Three cheers to Jim Bouton, whose classic book, Ball Four, turns 40 (Jay Jaffe had a great post to mark the event over at the Pinstriped Bible last week).

Last weekend, Bouton was honored by the  Baseball Reliquary in California. According to Tom Hoffarth:

When asked how the title “Ball Four” came into being, Bouton explained Saturday how he and editor Leonard Shecter were at the Lion’s Head Tavern in New York, the famous literary bar near Columbia University, having just turned in the finished product into the publisher:

“We went to have a drink to celebrate this piece of cardboard we had just turned in, and we’re thinking, ‘Now what are we going to call the damn thing?’

“We were talking about the need to have a downbeat title. This isn’t a story about how somebody just won the World Series. It’s about struggling, about difficulty. What’s the toughest thing for a pitcher — a knuckleball pitcher in particular — it’s to get the damn ball over the plate. It’s walking guys ….
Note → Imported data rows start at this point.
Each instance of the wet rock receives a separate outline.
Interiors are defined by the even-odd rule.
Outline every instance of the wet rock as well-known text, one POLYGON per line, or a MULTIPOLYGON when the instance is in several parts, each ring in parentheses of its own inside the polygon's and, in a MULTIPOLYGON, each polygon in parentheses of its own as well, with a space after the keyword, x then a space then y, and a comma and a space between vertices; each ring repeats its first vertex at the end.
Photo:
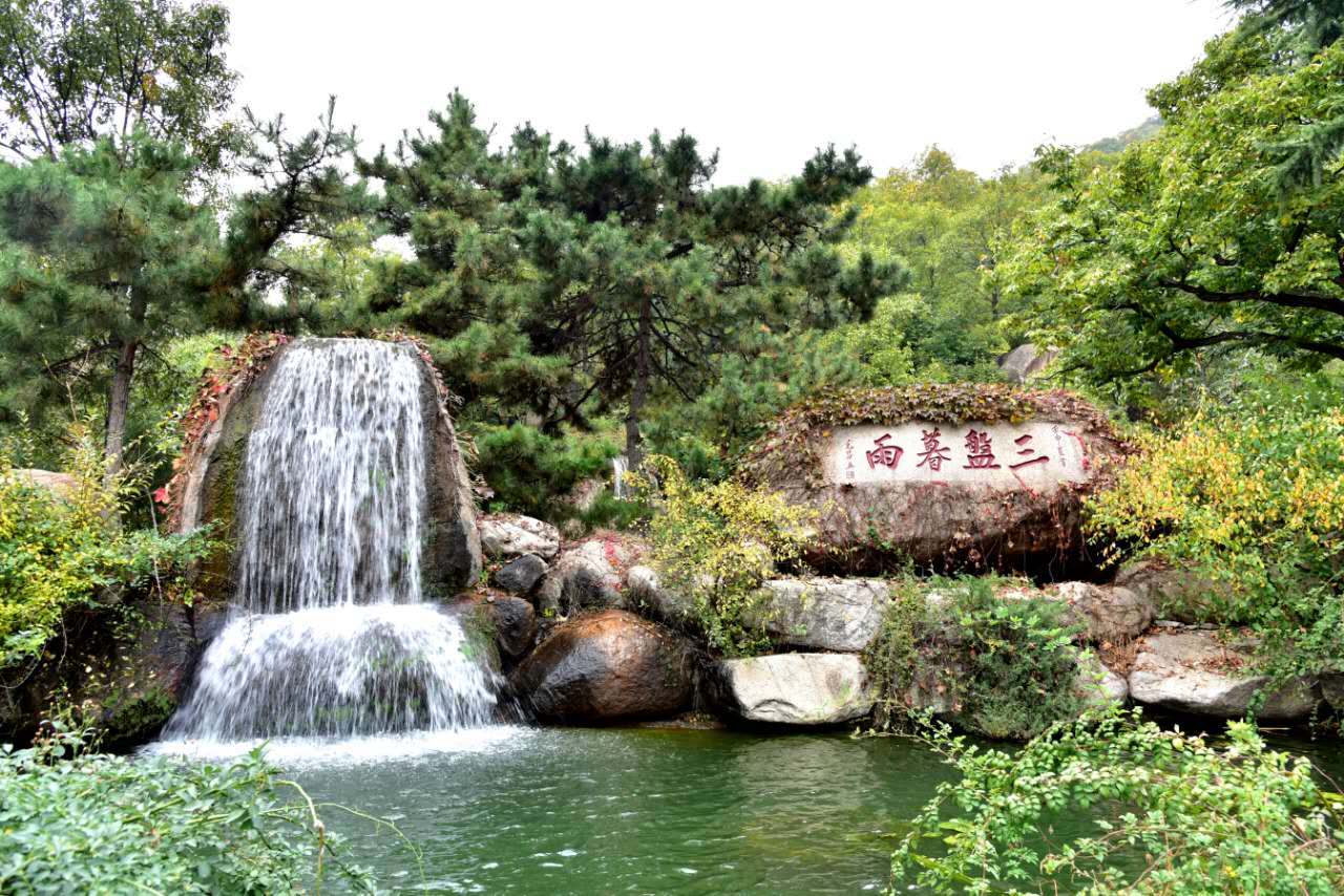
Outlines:
POLYGON ((528 594, 546 575, 546 560, 535 553, 509 560, 491 576, 496 586, 513 594, 528 594))
POLYGON ((532 649, 536 639, 536 610, 521 598, 495 596, 481 603, 492 627, 500 653, 517 661, 532 649))
POLYGON ((751 617, 775 643, 860 653, 882 630, 891 591, 882 579, 771 579, 751 617))
POLYGON ((1066 618, 1085 626, 1093 643, 1126 643, 1148 630, 1156 615, 1153 602, 1121 586, 1064 582, 1046 590, 1046 596, 1068 604, 1066 618))
MULTIPOLYGON (((1265 676, 1241 673, 1249 661, 1249 645, 1226 645, 1215 633, 1152 634, 1140 645, 1129 673, 1129 695, 1137 703, 1176 712, 1239 719, 1269 681, 1265 676)), ((1305 719, 1320 700, 1316 682, 1300 678, 1273 693, 1257 717, 1265 721, 1305 719)))
POLYGON ((684 638, 606 610, 555 626, 513 673, 511 688, 540 721, 593 725, 687 709, 694 672, 684 638))
POLYGON ((867 716, 875 693, 853 654, 780 653, 722 661, 712 697, 747 721, 828 725, 867 716))
POLYGON ((560 551, 560 532, 550 523, 519 513, 492 513, 481 517, 481 549, 495 560, 511 560, 535 553, 552 560, 560 551))
POLYGON ((622 537, 597 537, 566 548, 536 590, 542 615, 622 609, 624 571, 638 562, 642 545, 622 537))

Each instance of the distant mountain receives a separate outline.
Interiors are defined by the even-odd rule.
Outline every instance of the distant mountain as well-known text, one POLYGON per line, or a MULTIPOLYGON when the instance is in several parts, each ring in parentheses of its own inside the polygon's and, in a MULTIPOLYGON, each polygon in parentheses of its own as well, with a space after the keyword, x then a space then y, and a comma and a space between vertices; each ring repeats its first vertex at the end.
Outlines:
POLYGON ((1089 145, 1087 149, 1093 149, 1097 152, 1120 152, 1129 144, 1148 140, 1161 129, 1163 129, 1163 117, 1153 116, 1152 118, 1138 125, 1137 128, 1130 128, 1129 130, 1124 130, 1116 134, 1114 137, 1106 137, 1105 140, 1098 140, 1097 142, 1089 145))

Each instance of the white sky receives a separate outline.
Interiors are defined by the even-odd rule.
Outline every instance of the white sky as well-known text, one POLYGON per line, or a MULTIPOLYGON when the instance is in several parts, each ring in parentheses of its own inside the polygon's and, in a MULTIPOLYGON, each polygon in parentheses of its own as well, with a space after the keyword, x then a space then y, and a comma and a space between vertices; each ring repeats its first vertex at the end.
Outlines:
POLYGON ((456 86, 497 138, 684 128, 720 149, 719 184, 797 173, 828 142, 878 175, 934 142, 982 175, 1093 142, 1230 24, 1218 0, 226 3, 239 102, 296 129, 336 94, 372 154, 456 86))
“So we’re talking about all this, and there was a lady sitting at the bar. She was very drunk. And she was listening to our conversation. And at some point, she leans over and says, ‘Whyyyyy don’t you caaaaall it Baaaaallllll Foooouuuuurrrrrrr?’

“And we said, ‘nawwwww.’

“Finally we couldn’t come up with anything. And I was walking Shecter back to his hotel before I went home to New Jersey, and then Shecter says, ‘You know, Ball Four isn’t a bad title.’ So we owe it all to this woman at the bar.”

Easy Does It

Jay Jaffe has a good post on Jorge Posada and concussions over at PB:

Sadly, concussions have become a Very Big Deal in professional sports in recent years as their devastating and harrowing long-term effects have come to light. Among football players, they’ve been implicated in the onset of dementia. On the diamond, they’re thought to be the real cause of what’s previously been accepted as amyotrophic lateral sclerosis, a/k/a Lou Gehrig’s Disease, at least according to one recent scientific paper. Concussions have ended the careers of players such as Brewers’ third baseman Corey Koskie, who collided with a wall while attempting to catch a pop-up in 2006, and Giants’ catcher Mike Matheny, who was forced into retirement in early 2007 as a result of the cumulative effect of all the foul tips he took in the mask — a situation that rings a bell both literally and figuratively as far as Posada is concerned.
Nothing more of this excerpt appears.